An elderly Percivale, long a monk, narrates “The Holy Grail” as a monologue in retrospect, with a few interjections by his fellow cleric Ambrosius, at whose request he reminisces.  The Table Round had fought twelve battles victoriously under Arthur but has for some time idled, feasting and tilting rather than campaigning.  The physical combat of the joust has meanwhile metamorphosed into a wave of imitative piety mounting swiftly to a brazen and selfish competition for the badges of sanctity.  Percivale’s sister, a nun, and Galahad, the chaste knight, have glimpsed the Arimathean talisman, marking them out as supremely spiritual from the viewpoint, as it seems, of Providence.  Percivale has eyed the beam of light that portends the Grail, but not the object itself.  The same goes for the other knights – and they feel cheated.  In a mood of contention “every knight beheld his fellow’s face.”  The cascade of oaths commences.  That Gawain, the last to enlist, swore “louder than the rest” establishes the underlying destructive rivalry.  Arthur, who missed the half-epiphany, turns prophet.  He asks: “What are ye?
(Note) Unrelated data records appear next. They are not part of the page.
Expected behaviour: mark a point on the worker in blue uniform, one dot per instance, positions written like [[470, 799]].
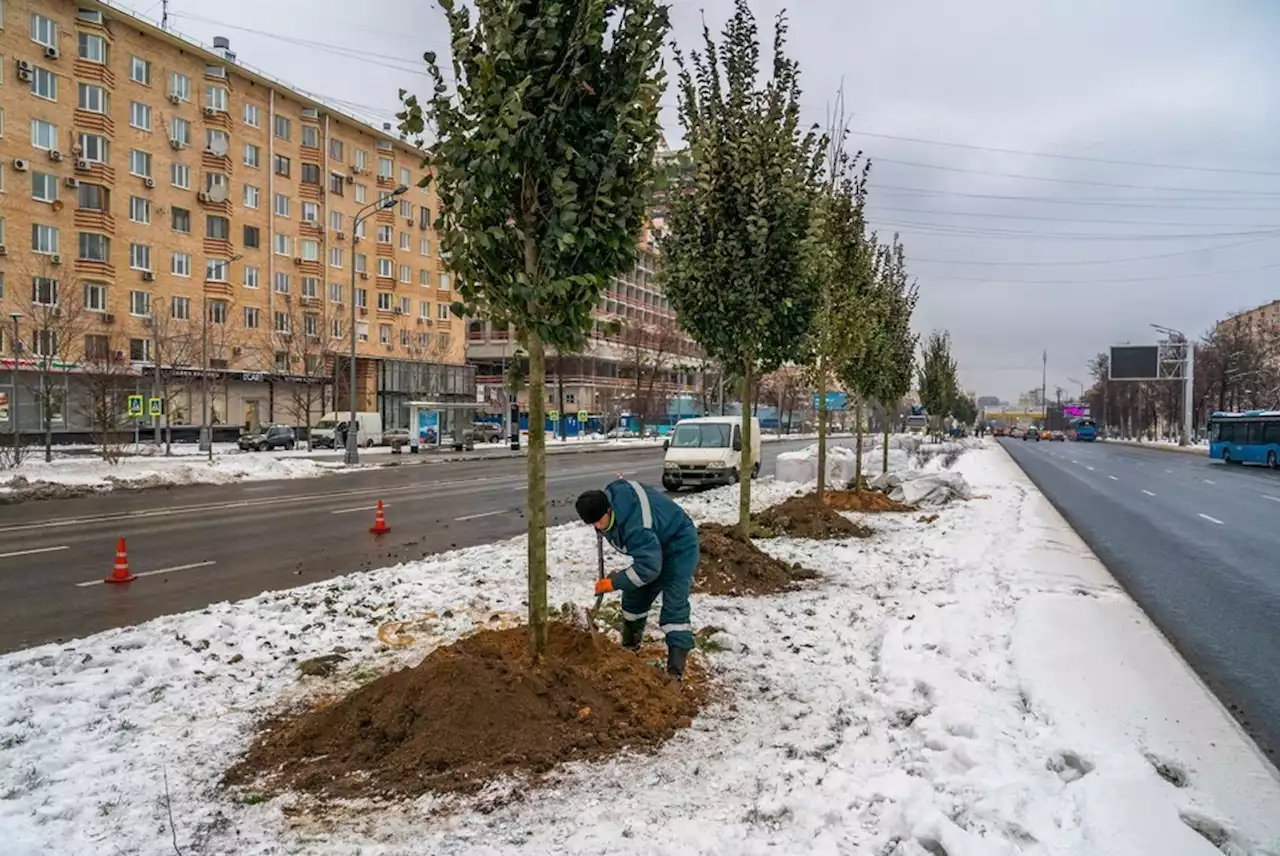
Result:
[[662, 541]]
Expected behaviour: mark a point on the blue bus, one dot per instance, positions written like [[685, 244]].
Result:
[[1246, 438], [1084, 429]]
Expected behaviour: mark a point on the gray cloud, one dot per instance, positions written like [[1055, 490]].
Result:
[[1165, 82]]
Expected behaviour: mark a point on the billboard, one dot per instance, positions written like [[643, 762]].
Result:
[[1134, 362]]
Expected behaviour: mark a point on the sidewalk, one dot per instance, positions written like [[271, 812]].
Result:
[[970, 685]]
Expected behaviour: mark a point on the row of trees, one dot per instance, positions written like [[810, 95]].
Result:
[[1237, 369], [543, 156]]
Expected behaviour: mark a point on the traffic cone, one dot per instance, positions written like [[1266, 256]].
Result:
[[379, 521], [120, 572]]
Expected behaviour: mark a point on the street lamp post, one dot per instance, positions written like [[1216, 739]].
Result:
[[352, 456]]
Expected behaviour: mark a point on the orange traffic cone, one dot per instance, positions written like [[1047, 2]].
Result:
[[120, 572], [379, 521]]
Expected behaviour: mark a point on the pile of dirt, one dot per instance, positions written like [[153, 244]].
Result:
[[807, 517], [472, 712], [728, 564], [864, 500]]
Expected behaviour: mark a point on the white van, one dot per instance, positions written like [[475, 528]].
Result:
[[708, 451], [369, 429]]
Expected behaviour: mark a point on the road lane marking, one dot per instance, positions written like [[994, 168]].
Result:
[[151, 573], [475, 517], [33, 552]]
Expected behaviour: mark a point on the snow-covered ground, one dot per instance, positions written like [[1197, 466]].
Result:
[[967, 686]]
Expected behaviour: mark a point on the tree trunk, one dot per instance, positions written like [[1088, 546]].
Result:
[[858, 444], [744, 474], [536, 471]]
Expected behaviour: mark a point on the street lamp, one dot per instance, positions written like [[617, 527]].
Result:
[[352, 456]]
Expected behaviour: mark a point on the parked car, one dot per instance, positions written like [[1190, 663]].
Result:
[[272, 436], [487, 431]]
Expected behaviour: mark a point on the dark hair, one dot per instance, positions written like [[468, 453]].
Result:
[[592, 506]]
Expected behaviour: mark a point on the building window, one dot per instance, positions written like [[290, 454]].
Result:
[[140, 256], [92, 47], [140, 163], [44, 291], [91, 197], [140, 209], [179, 87], [91, 97], [44, 31], [218, 227], [179, 131], [44, 239], [44, 83], [140, 303], [44, 134], [216, 97], [44, 187], [140, 115], [94, 247], [140, 71]]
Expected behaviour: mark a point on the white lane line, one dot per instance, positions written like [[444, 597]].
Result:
[[362, 508], [151, 573], [475, 517], [39, 549]]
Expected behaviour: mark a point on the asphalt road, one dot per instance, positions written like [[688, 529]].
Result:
[[202, 544], [1197, 544]]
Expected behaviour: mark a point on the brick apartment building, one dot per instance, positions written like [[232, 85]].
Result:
[[168, 211]]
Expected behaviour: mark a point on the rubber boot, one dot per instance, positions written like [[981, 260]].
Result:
[[676, 658], [632, 635]]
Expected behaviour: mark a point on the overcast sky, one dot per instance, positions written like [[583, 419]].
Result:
[[1015, 252]]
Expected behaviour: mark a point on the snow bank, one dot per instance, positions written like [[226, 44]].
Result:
[[945, 689]]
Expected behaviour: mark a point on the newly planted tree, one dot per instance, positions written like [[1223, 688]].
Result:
[[542, 155], [736, 255]]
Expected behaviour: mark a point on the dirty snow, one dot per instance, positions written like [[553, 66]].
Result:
[[973, 685]]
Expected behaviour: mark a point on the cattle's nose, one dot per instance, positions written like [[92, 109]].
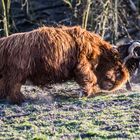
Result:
[[106, 85]]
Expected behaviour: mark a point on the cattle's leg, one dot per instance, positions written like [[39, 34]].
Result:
[[2, 89], [14, 94], [86, 78], [13, 87]]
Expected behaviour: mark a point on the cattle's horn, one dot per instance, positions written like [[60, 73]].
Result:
[[131, 52]]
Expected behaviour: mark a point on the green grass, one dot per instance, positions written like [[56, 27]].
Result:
[[113, 116]]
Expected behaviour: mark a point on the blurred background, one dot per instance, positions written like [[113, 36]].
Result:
[[117, 21]]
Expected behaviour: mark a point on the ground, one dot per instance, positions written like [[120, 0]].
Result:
[[46, 116]]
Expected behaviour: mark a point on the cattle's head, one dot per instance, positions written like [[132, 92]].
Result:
[[111, 72]]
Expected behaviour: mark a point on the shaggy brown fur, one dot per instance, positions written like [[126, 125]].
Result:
[[49, 55]]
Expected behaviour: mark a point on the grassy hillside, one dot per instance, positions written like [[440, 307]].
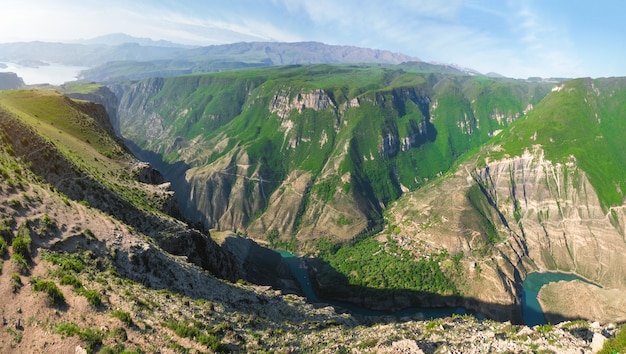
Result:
[[363, 133], [583, 118], [74, 276], [75, 130]]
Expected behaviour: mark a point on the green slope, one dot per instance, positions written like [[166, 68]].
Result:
[[586, 119]]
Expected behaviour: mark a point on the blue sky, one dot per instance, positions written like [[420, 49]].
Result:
[[516, 38]]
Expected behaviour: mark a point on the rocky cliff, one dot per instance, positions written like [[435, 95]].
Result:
[[10, 81], [310, 152]]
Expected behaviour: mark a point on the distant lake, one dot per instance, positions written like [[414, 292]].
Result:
[[531, 310], [54, 74]]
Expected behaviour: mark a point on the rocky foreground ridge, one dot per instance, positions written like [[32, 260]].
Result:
[[85, 269]]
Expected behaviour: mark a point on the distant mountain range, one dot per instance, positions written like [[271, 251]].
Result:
[[119, 56]]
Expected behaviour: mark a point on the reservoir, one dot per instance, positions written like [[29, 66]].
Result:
[[531, 310]]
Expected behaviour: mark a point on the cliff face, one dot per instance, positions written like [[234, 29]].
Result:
[[309, 152], [107, 99], [554, 213], [547, 195]]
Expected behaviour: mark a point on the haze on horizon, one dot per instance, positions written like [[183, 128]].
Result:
[[515, 38]]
Galahads?”  In deserting Camelot, he pronounces, the knights alienate themselves from duties closer to hand, from answer to “the cries of all my realm.”   The king foresees that in scattering themselves, the deluded seekers will “follow wandering fires / Lost in the quagmire,” and that most shall “return no more.”  (Only a “tithe” of them returns; and only two of those have caught sight of the quarry.)  The next day the gaggle disperses.  Queen Guinevere, “who rode by Lancelot,” bewails how, “This madness has come on us for our sins.”  Percivale exempts not himself in recounting his memoir.  Although an internal voice twice warned that “this Quest is not for thee,” he too abandoned Arthur’s sway to pursue a will-o’-the-wisp.

Paul Nash (1889 – 1946): On the Menin Road (1919)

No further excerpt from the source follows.